Our research efforts are focused on the exploration and development of novel non-equilibrium detection methods for optical and electrochemical ion selective sensors relevant to applications in clinical, biological and environmental analysis. Current research projects include exploring of photoresponsive optical ion-selective sensors, normal pulse chronopotentiometric sensors, electrochemical and optical sensors for anticoagulants.

Photoresponsive optical ion-selective sensors. (Collaborators: Prof. John Westall, Department of Chemistry, OSU, Dr. Shane Peper, Pacific Northwest National Laboratory) Ion-selective optical sensors (ion optodes) are optical counterparts of ion selective electrodes (ISEs). To date, ion optodes have been used in a passive mode, under conditions of thermodynamic equilibrium. Very recently we have introduced for the first time the concept of a photoresponsive ion-selective optical sensor.

Within our concept of a photoresponsive ion probe we assign different sensor functionalities such as recognition, reporting, and photosensitivity to different molecules. Through combination of numerous well-known passive ion-selective systems with a limited number of photochemical reactions, we can design a variety of active ion probes for applications where passive sensing principles are inadequate.

We will explore active probes for optically controlled titration that can be used for the determination of the intracellular buffer capacity with respect to hydrogen and metal ions. A new approach for active detection of surface binding events for highly selective recognition of biomolecules will be studied. The optical active probes will be developed for the detection of polyions such as anticoagulants. Light regulated selectivity of an ionophore allows us to overcome fundamental enthalpy-entropy compensation relationship and utilize the ionophores with extremely high affinity to the analyte that can not be used within the framework of passive detection.

We will fabricate the photoresponsive ion-selective probes as the polymeric bead-based analytical assays at micrometer and nanometer scale. The detection schemes will employ fluorescence microscopy and flow cytometry.

Development of these techniques for well-established sensing systems will allow extension of these methods to a number of optical sensors based on different principles and will have a profound impact on the field of chemical sensors. In the future we envision the development a variety of active optical biosensors. Light controlled active optical sensors may act like chemical actuators that can be used for spatially and temporally photo-controlled reagent delivery.

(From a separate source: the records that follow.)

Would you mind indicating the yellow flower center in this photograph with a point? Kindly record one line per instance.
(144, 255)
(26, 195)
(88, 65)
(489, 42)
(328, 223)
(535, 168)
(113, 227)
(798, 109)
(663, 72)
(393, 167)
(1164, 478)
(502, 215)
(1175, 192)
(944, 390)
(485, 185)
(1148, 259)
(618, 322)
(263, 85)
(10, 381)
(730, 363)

We will study fundamental aspects of optically triggered transport processes and develop the theoretical description using classical diffusion approach to the mass transport phenomena and finite element simulation. The results of these fundamental studies of light-regulated highly selective ion-exchange processes in polymeric matrices may expand far beyond the chemical sensor field, create a basic knowledge about a new class of photochemical processes, and impact numerous areas in polymer and material chemistry related to separation science, “smart” materials, energy storage and conversion, and nanotechnology.

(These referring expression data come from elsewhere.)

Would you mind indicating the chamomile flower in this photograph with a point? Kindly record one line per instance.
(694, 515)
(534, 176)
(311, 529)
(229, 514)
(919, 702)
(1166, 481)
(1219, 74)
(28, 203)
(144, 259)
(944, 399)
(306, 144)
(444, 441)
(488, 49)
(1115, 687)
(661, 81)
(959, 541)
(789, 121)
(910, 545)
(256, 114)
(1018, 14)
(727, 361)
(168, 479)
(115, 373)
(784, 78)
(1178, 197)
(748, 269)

Normal pulse chronopotentiometric sensors. The world of electrochemical sensors has traditionally been divided between potentiometry and non-equilibrium electrochemistry.  In the past decade several novel analytical methods based on a nonequilibrium response mechanism have been developed for the ISEs. Ion fluxes in the ISEs can be controlled by means of nonequilibrium electrochemical methods such as normal pulse chronopotentometry. These techniques give a remarkable improvement in sensitivity, allow one to drastically reduce detection limits, perform multianalyte detection with a single sensor, distinguish activity and total concentration of an analyte, determine polyionic compounds such as anticoagulants, and detect surface binding events.

We are primarily interested in the development of solid contact galvanostatic sensors using conducting polymers as transduction layers between the electrode and polymeric ion-selective membranes.

Sensors for anticoagulants. (Collaborators: Prof. Rich Carter, Department of Chemistry, OSU; Prof. Philippe Buhlmann, Department of Chemistry, University of Minnesota) One of the most important applications of non-equilibrium optical and electrochemical ion-selective sensors is the detection of anticoagulants such as polyion heparin. Inaccurate monitoring of heparin concentration during open-heart and bypass surgery is responsible for 30% of postoperative complications.

We work towards next generation of anticoagulant sensors. In this project we plan to synthesize novel ionophores containing guanidinium moieties for highly selective heparin recognition and utilize fluorous polymers as membrane materials with better biocompatibility.